We have just landed a big client for our blog hosting business. However, they have several requirements that we must meet. They want their blog hosted on Kubernetes and they want to use Wordpress instead of Ghost blog. Because their sites have high traffic, the solution needs to support scalability. This is a huge opportunity for us and it can lead to hosting several of more their blogs. To fulfill their requirements, we will be using Terraform to create a Kubernetes deployment for Wordpress and MySQL. Both deployments will be using services to route traffic to the correct set of pods.

Logging In

Use the IP address and credentials provided on the hands-on lab overview page, and log in with SSH to the server.

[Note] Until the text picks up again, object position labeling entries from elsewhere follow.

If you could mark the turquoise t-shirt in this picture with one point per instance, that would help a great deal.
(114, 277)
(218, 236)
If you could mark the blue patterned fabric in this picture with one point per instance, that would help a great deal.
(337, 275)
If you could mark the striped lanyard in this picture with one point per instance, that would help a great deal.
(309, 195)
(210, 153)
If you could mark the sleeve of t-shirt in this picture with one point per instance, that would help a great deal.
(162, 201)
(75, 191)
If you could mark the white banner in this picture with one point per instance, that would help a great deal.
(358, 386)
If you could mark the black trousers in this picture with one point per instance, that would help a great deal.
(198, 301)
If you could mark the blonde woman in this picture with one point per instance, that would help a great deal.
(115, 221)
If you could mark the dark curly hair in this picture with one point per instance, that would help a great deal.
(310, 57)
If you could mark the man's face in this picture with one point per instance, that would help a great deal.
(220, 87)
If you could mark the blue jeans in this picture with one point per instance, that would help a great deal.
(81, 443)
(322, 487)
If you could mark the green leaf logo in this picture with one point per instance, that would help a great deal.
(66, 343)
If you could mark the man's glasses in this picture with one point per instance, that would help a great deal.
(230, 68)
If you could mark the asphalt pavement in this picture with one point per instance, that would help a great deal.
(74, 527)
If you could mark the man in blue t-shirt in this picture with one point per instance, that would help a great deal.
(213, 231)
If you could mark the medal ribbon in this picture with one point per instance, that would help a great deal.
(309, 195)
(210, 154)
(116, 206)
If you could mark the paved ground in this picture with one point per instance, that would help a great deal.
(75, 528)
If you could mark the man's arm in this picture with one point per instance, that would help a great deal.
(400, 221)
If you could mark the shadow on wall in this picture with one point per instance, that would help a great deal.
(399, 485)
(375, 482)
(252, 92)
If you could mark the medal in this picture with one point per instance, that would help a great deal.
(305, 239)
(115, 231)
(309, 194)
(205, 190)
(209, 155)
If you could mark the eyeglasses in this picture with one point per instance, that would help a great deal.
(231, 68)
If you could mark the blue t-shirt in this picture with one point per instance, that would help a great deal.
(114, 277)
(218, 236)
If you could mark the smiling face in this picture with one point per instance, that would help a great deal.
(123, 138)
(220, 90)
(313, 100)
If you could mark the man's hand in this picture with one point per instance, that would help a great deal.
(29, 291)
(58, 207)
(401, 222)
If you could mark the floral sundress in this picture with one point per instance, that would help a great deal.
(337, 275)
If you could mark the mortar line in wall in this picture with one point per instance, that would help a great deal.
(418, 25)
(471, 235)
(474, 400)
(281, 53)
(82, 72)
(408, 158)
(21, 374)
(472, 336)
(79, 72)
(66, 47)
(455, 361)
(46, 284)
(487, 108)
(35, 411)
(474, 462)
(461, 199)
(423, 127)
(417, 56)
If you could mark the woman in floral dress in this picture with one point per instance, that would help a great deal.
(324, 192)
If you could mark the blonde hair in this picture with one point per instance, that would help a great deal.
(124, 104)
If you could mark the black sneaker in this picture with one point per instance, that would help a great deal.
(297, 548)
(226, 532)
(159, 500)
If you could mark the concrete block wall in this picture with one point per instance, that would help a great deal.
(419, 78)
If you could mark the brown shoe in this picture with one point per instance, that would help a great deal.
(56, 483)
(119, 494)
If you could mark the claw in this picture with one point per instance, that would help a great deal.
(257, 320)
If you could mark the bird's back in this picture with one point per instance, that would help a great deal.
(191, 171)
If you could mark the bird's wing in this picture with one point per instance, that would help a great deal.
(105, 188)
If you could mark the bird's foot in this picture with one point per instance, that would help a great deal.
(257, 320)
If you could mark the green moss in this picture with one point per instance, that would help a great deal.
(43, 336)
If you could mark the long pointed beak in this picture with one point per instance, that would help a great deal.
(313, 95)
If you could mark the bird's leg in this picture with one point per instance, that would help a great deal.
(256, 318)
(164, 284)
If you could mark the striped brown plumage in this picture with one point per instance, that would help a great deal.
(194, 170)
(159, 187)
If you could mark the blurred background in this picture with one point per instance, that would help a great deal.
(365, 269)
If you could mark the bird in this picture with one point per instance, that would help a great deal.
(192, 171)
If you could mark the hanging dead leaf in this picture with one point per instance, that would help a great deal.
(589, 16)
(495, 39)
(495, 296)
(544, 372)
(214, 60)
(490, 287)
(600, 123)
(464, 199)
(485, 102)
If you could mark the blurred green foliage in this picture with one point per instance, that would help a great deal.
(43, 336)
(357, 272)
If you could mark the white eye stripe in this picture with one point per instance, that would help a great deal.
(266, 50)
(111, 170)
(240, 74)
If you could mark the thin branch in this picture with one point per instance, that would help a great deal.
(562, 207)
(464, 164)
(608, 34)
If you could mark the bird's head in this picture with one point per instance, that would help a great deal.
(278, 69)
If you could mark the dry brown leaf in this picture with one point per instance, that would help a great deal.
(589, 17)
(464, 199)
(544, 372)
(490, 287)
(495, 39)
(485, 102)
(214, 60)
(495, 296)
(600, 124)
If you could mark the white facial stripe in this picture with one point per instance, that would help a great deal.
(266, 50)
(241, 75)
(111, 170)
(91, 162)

All of the examples here involve using Vim, but use whichever text editor is most comfortable.

Instructions

We need to create two files, variables.tf and main.tf, and deploy them.

Create the Variables File

Create variable.tf:

vi variable.tf

variable.tf contents:

variable "app_label" {
  default = "wordpress"
}

variable "mysql_tier" {
  default = "mysql"
}

variable "wordpress_tier" {
  default = "frontend"
}

variable "wordpress_version" {
  default = "4.7.3"
}

variable "mysql_password" {
  default = "P4sSw0rd0!"
}

Create the Main Terraform File

Create main.tf:

vi main.tf

main.tf contents:

resource "kubernetes_service" "mysql_service" {
  metadata {
    name = "wordpress-mysql"
    labels = {
      app = "${var.app_label}"
    }
  }
  spec {
    selector {
      app  = "${var.app_label}"
      tier = "${var.mysql_tier}"
    }
    port {
      port = "3306"
    }

    type = "NodePort"
  }
}

resource "kubernetes_deployment" "mysql_deployment" {
  metadata {
    name   = "wordpress-mysql"
    labels = {
      app = "${var.app_label}"
    }
  }

  spec {
    replicas = "1"

    selector {
      match_labels {
        app  = "${var.app_label}"
        tier = "${var.mysql_tier}"
      }
    }

    template {
      metadata {
        labels {
          app  = "${var.app_label}"
          tier = "${var.mysql_tier}"
        }
      }

      spec {
        container {
          name  = "mysql"
          image = "mysql:5.7"

          env {
            name  = "MYSQL_ROOT_PASSWORD"
            value = "${var.mysql_password}"
          }

          port {
            container_port = "3306"
            name           = "mysql"
          }
        }
      }
    }
  }
}

resource "kubernetes_service" "wordpress_service" {
  metadata {
    name   = "wordpress"
    labels = {
      app = "${var.app_label}"
    }
  }
  spec {
    selector {
      app  = "${var.app_label}"
      tier = "${var.wordpress_tier}"
    }

    port {
      port        = "80"
      target_port = "80"
      node_port   = "8080"
    }

    type = "NodePort"
  }
}

resource "kubernetes_deployment" "wordpress_deployment" {
  metadata {
    name = "wordpress"
  }

  spec {
    replicas = "1"

    selector {
      match_labels {
        app  = "${var.app_label}"
        tier = "${var.wordpress_tier}"
      }
    }

    template {
      metadata {
        labels {
          app  = "${var.app_label}"
          tier = "${var.wordpress_tier}"
        }
      }

      spec {
        container {
          name  = "wordpress"
          image = "wordpress:${var.wordpress_version}-apache"

          env {
            name = "WORDPRESS_DB_HOST"
            value = "wordpress-mysql"
          }

          env {
            name  = "WORDPRESS_DB_PASSWORD"
            value = "${var.mysql_password}"
          }

          port {
            container_port = "80"
            name           = "wordpress"
          }
        }
      }
    }
  }
}

Deploy the infrastructure

Initialize Terraform:

terraform init

Validate the files:

terraform validate

Deploy the pod:

terraform apply -auto-approve

Conclusion

Well, we've done it. We can wait a few minutes, then just navigate to the lab server's public IP (on port 8080) in a web browser. We'll land at a Wordpress install that's been waiting for us. Congratulations!